The comment was evidently aimed at Romney, who has poured millions of dollars into the race, and whose supporting super PAC spent a large amount of money running attack ads on Gingrich in Iowa. Gingrich has said repeatedly that these ads played a major role in his poor performance in the caucuses, something it appears he is still smarting over.

At the debate this morning, he went after Romney on the subject, saying, “I wish you would calmly and directly state it is your former staff running the PAC. It is your millionaire friends giving to the PAC.”

Gingrich has significantly less money than his front-runner opponent, as do the super PACs supporting him — a fact he has acknowledged in his stumping. At an anti-Romney town hall he held on Thursday, Gingrich told the crowd, “I don’t have their kind of money. But if I have you as supporters, I can have human beings who offset every vicious negative ad.”

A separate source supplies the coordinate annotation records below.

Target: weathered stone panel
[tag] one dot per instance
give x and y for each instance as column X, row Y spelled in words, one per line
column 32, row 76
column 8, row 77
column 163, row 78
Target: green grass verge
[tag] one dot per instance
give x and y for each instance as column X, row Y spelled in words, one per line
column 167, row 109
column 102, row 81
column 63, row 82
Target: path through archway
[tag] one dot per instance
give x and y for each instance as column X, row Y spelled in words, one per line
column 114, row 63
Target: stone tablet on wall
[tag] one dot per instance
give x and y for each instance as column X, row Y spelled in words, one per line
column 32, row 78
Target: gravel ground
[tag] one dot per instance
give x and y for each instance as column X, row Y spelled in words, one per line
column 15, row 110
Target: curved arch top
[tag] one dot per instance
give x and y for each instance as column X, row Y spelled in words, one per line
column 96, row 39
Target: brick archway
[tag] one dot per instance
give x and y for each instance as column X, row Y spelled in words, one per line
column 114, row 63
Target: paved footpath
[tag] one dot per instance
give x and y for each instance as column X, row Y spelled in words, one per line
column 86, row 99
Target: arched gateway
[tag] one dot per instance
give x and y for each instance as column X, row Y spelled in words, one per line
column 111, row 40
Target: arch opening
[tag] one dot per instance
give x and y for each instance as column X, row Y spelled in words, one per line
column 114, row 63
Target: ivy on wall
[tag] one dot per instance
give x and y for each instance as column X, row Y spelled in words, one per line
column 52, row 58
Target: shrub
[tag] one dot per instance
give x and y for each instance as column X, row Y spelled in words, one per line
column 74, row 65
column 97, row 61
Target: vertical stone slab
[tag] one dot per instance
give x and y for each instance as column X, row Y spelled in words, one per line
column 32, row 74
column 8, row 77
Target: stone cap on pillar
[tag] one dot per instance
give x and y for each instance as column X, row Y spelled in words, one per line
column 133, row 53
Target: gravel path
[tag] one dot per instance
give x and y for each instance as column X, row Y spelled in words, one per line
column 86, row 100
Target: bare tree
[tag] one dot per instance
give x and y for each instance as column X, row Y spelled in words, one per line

To allow “normal, middle class candidates,” like himself, presumably, to compete more effectively with a millionaire candidate like Romney, Gingrich said, an election law should be passed that allows anyone to donate as much money as they wish to a campaign, as long as they report the sum that same day on the Internet.

“What would happen is normal middle class candidates would suddenly find that they could find fairly wealthy people who didn’t like the incumbent, and those fairly wealthy people could fund a really big campaign. And you would suddenly have equality between incumbents and challengers, and I think it would make for a much healthier system,” Gingrich said.

Gingrich also went after Romney for comments in the debate on Sunday that “you shouldn’t run if you have to win in order to pay your mortgage,” something Romney said his dad had told him when the elder Romney was running for governor of Michigan.

That, Gingrich said, is “the opposite of the American tradition, historically. We want everyday normal people to be able to run for office, not just millionaires.”